One day I came home from work, after stopping to buy fish. I was at my tank, starting acclimation and I heard him stumble up the steps. When he got to me, he collapsed. I checked his gums, they were white. A quick call to work and we were on our way. We tapped blood in his abdomen and went into surgery. His spleen had a mass that ruptured and they found mets on his liver. We removed the spleen and I was given 6-8 weeks. 

2 days post surgery and he was bouncing around like a fool. You would never know he had major abdominal surgery. So we hiked, he got extra treats and canned food and lots of fun. I made his last weeks with me perfect, at least I hope I did. 

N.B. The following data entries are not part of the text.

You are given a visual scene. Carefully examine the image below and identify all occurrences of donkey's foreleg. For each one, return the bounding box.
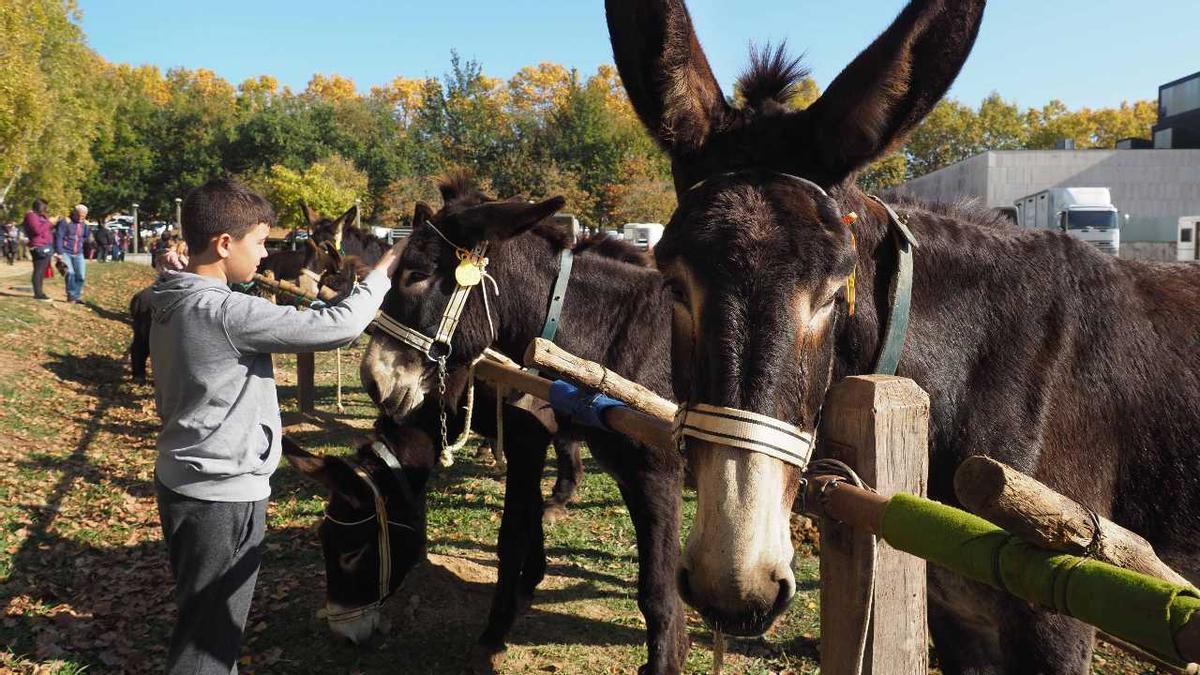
[606,442,688,675]
[472,427,550,673]
[929,566,1096,675]
[545,437,583,522]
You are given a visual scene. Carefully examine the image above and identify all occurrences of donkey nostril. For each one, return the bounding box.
[774,575,796,611]
[364,377,382,406]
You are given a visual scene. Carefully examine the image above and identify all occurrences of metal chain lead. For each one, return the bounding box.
[438,356,450,452]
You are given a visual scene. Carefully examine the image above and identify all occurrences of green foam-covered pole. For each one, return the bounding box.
[882,494,1200,665]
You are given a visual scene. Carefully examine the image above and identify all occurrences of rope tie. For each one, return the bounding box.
[1082,507,1104,558]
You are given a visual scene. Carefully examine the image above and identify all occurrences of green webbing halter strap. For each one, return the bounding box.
[871,195,917,375]
[541,247,575,342]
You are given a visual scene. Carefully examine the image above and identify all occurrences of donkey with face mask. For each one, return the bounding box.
[361,175,688,673]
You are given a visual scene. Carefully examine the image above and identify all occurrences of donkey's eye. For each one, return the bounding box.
[337,546,367,572]
[664,279,688,305]
[404,269,430,286]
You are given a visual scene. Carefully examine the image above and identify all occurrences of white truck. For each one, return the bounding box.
[622,222,662,251]
[1175,216,1200,263]
[1013,187,1121,256]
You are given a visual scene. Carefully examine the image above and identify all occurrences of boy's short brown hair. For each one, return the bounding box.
[180,178,275,255]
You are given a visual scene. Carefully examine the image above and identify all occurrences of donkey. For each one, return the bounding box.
[361,175,688,673]
[606,0,1200,673]
[283,365,571,644]
[300,202,391,267]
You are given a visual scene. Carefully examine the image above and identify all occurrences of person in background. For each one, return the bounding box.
[4,221,17,264]
[95,220,116,262]
[154,240,187,274]
[54,204,89,303]
[23,199,54,300]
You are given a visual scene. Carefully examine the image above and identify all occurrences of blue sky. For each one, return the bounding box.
[79,0,1200,107]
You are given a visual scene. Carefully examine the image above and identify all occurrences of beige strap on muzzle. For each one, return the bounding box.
[676,404,814,468]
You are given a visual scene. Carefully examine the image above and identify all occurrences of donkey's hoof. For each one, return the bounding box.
[466,645,508,675]
[541,502,570,525]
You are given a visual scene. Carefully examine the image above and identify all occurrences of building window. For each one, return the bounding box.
[1158,77,1200,120]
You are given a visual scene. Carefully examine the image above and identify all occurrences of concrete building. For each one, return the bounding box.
[895,149,1200,261]
[1153,72,1200,149]
[895,72,1200,261]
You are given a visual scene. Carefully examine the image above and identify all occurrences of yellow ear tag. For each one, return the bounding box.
[454,257,484,286]
[846,232,858,316]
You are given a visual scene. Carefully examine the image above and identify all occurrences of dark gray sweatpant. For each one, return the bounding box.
[155,479,266,675]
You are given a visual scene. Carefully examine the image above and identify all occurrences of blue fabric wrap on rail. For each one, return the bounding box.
[550,380,625,431]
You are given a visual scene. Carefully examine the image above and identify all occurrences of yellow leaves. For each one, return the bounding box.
[305,73,359,103]
[244,155,367,227]
[371,77,437,126]
[508,61,572,113]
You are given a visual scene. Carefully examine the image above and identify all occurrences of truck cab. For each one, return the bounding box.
[1175,216,1200,263]
[1015,187,1121,256]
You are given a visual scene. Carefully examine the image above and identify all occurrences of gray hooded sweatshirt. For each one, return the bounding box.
[150,270,389,502]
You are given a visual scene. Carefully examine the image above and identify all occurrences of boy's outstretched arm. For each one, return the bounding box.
[222,239,407,353]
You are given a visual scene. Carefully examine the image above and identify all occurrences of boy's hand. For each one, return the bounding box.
[376,237,408,279]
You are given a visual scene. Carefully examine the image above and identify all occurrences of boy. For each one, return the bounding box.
[150,180,401,674]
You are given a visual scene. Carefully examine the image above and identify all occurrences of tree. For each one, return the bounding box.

6 weeks to the day, he greeted me weak and again collapsed at my feet. I looked at him, gave him a kiss and said "ok, so I guess it's tonight." We drove to my work and my vet met me outside. We walked around the orchard and had some alone time. I videod those last moments, and in the very dark times I watch them. 

He went peacefully. But my heart is still destroyed. I miss him every day. After 2 years, I still think of him daily. 

I have a new boy now, and I love him to pieces, but he gets the short end if the stick sometimes. I don't compare them, but I call him Ike a lot. They are similar in so many ways. And when I tell funny stories about Nix, I often say Ike. 

Ike taught me so much. Patience, humour, determination, joy. He never let me down, even though I know I let him down sometimes. He made me a better owner, partner, trainer. He solidified what I want in a GSD. I miss him terribly. 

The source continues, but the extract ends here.